Now the way that inflight meals are presented vary heavily per airline, which in a way can affect the way you experience the meals. For instance (I’m only talking about airlines I’ve flown with), Cathay Pacific hands out menus so one can spend the first two hours choosing chicken or Chinese fish (hungry………;-)), KLM will start off with smoked almonds and just come to surprise you an hour later. British Airways also surprises but you can always count on a hearty English breakfast, same goes for South African Airways – great stuff. They know their passengers well. And Shanghai Airlines just come over once to give you a meal probably as large as a fast food supersize, containing something for everyone. As I tend to fly exclusively with KLM and its alliance partners nowadays, you can imagine seeing me suddenly sweating when having to suddenly make a decision. Luckily I’ve usually got company on long haul flights so I’ll just pick both for me and my companion and demand to switch meals halfway.
Most of you will now probably ask what the best and worst food experiences have been so far. Why, of course!

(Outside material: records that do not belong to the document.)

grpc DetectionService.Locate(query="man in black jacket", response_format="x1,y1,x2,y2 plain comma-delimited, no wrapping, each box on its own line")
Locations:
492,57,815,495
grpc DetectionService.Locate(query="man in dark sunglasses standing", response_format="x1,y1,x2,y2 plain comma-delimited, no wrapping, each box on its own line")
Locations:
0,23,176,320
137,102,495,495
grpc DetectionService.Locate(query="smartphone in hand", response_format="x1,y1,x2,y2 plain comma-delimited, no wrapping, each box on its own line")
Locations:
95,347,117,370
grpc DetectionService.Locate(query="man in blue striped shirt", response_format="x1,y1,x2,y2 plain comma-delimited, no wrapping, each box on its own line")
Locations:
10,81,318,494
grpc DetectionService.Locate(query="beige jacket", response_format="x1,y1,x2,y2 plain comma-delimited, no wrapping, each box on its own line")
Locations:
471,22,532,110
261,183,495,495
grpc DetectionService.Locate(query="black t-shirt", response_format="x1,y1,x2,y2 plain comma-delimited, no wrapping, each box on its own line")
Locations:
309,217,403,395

Actually my favourite bit of tiramisu ever was on a KLM flight to Hong Kong. My boyfriend always tries to cover my mouth when this gets discussed among friends, but I think that it’s perfectly normal to admit to this. In fact, he should confess to liking his slice as well, as I can remember quite well that we asked for a second tray on that particular flight. The best overall meal was when we got an upgrade once, a proper fancy fish meal and a la carte breakfast. Unfortunately, I don’t earn enough to buy business class tickets just to have good food, so I’ll have to disqualify this meal. But, on another flight in plebs class we got served great Bertolli-sponsored pasta. I love it when you get a tray where you can actually trace back where the food’s from and you actually know the brand.

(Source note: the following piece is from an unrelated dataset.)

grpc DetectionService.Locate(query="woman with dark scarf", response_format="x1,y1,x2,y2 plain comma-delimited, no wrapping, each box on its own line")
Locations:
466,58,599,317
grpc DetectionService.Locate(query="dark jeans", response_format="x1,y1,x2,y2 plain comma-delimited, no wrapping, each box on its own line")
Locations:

The worst was probably on a Sabena flight, quite some years ago. This was the one time that my fish actually smelt of vomit. Spent 12 hours starving, living off whatever biscuits and chocolate my mother had brought along. If you’re wondering ‘who are Sabena?’ – this was the Belgian national airline, who’ve gone bankrupt. And now you know why.

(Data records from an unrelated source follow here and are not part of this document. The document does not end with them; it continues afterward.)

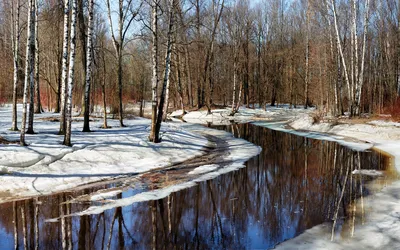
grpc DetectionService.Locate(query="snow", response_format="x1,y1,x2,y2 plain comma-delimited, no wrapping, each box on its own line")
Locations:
90,190,122,201
276,114,400,250
352,169,383,176
0,106,260,202
177,106,400,250
188,164,218,175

And the weirdest? Well, it was so out there that I’ve actually still got it at home – a dried squid snack from Shanghai Airlines, served on a flight from Beijing to Shanghai. Sometimes I look at the packet and wonder if now’s the time to open it and taste. However, I’ve not found the courage just yet. Some people say that one has to try every single thing that their hosting country serves. It may sound a little strange coming from a human vacuum cleaner such as myself, but I believe that it’s perfectly acceptable to draw a line and refuse at some point.